Tous les jours ainsi ?

Non, un jour seulement, le 17 août. Le touriste émerveillé voudrait devenir instituteur ici, des armées et des montagnes autour de lui.

Dans le train des nuages qui grimpe à 4000 mètres, qui avance en zigzags, qui passe sur un pont en métal, l’ouvrage date de 1930, le voyageur surveille les montagnes qui défilent, comme une mère garde un oeil sur son fils parti jouer. Entre les montagnes, entre les jambes de l’enfant, se forment, de plus en plus rares au fur et à mesure qu’on monte, des cactus. Leurs dernières épines ressemblent au duvet clair d’un nouveau-né.

Yu écrit que son endroit préféré est une place en haut de la montagne, dans sa ville, on peut voir les troupeaux se rassembler. Après un séjour de deux semaines, toute fluette, Yu, qui est venue avec un groupe d’étudiants japonais, distribue à chacun un tout petit papier sur lequel elle a écrit au crayon : « Merci beaucoup, on se verra de nouveau. » Puis elle éclate en sanglots irrépressibles.

– On ne se verra plus jamais.

Comme un papier, une petite fille, un petit chat japonais s’envole. Je l’ai tenue quelques instants embrassée.

Sur une route qui est devenue course et fumée, tant il y a de chèvres et de poussière, j’ai aussi croisé un lama, des pompons derrière les oreilles et son berger, faisant croire au touriste qu’ils l’attendaient, une pierre posée devant eux.
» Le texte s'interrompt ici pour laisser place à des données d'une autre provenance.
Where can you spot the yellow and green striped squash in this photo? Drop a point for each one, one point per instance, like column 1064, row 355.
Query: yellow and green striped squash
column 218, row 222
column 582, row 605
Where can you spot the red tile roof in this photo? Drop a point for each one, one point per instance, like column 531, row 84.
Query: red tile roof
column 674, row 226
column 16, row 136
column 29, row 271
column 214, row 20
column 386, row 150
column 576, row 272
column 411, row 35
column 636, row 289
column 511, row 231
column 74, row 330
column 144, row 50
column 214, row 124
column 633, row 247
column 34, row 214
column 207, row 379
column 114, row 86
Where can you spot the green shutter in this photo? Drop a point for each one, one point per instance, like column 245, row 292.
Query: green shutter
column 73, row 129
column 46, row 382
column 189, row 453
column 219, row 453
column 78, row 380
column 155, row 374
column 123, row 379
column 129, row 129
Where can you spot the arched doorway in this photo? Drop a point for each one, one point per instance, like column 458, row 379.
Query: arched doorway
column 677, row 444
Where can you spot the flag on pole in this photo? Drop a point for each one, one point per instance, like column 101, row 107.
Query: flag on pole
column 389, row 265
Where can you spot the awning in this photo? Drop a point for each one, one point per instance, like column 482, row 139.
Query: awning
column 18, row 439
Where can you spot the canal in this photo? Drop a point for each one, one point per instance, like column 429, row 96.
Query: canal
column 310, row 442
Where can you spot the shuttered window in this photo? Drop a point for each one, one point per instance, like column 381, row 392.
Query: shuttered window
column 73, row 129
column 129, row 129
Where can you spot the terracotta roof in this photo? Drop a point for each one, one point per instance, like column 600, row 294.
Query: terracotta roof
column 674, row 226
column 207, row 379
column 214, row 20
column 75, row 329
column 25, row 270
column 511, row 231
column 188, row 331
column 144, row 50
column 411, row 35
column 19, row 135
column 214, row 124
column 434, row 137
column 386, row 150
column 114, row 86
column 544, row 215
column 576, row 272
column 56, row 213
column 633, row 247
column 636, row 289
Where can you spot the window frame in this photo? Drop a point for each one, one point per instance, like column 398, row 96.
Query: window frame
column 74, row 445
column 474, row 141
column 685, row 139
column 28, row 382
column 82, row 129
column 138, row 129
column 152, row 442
Un peu plus haut dans la montagne, des artisans qui gravent des cailloux offrent leurs productions, protégés par des murs du vent qui souffle sur le touriste.

En un instant, il a disparu.

Pas un sou pour les Indiens.

Accablé sous sa propre pensée, le voyageur ne regarde ni à gauche ni à droite. Mais la route l’ayant hissé à plus de 4000 mètres, comme la végétation, ses propos, ses remarques, ses souvenirs disparaissent. La roche est nue, la tête non, la tête sous le bonnet cherche à combattre le froid. Les yeux du voyageur en quête d’une anfractuosité où s’abriter du vent sont eux-mêmes comme des fissures.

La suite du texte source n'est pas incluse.